What is a DNS record, SPF, DKIM, and DMARC?


Domain Name Service, or DNS, is a directory that translates from our language to server computer language (IP addresses). DNS is also a directory of information such as domain names, email servers, and sending and receiving verifications, as well as a way to verify ownership of a domain – and further security measures. 

Through DNS rules, we can determine what IP addresses (individuals, or machines) have legitimate free or controlled access to our domain.

Essentially, websites are like people and their phone numbers. You can look up a website using the domain name such as mailshake.com, but you can also look it up using its corresponding server name IP address (its phone number). Domain names are all related to a particular IP address, but using domain names is a lot easier than remembering a bunch of numbers.

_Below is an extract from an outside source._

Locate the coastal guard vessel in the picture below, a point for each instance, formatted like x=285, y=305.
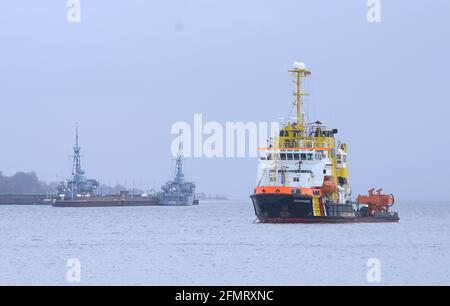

Sender Policy Framework, or SPF, helps prevent spoofing (someone using your domain illegitimately).

SPF is a major component of the email authentication process. Having a properly set up SPF record will boost your deliverability rates (dramatically). Some domains and server hosts will require incoming emails to have a properly set up SPF to receive emails. If no SPF is set up, the emailing attempts will be rejected, resulting in bounces (lower deliverability rates). 

SPF allows senders to define which IP addresses are allowed to send mail for a particular domain.


Domain Key Identified Mail, or DKIM, is a standard DNS authentication mechanism, meaning it helps prove that you are sending emails from a valid mail server and that your emails are legitimate and to not be labeled as spam. 

In this guide, we will walk through setting up a DKIM key for both Office 365 and Google. You'll notice how the mail server generates a key for us. This is the key that the recipient of our emails will use to compare and validate the authenticity of the email and decide if it's safe or not safe – helping boost deliverability rates. DKIM dramatically increases domain reputation when doing email outreach.

DKIM provides an encryption key and digital signature that verifies that an email message was not faked or altered.


Domain-based Message Authentication, Reporting, and Conformance, or DMARC, is a way of connecting SPF and DKIM to ensure that there is a safe and legitimate sender behind the email.

DMARC gives the recipient of the email more control over the emails they receive based on the sender’s domain reputation. The sending side, by applying the right DMARC rules, has more control over their reputation and can protect against spam or phishing when sending out email campaigns.

DMARC unifies the SPF and DKIM authentication mechanisms into a common framework and allows domain owners to declare how they would like email from that domain to be handled if it fails an authorization test. In this guide, we are sending emails that fail authorization to spam rather than just bounce. Given our SPF, DKIM, and DMARC rules we should have very few of these.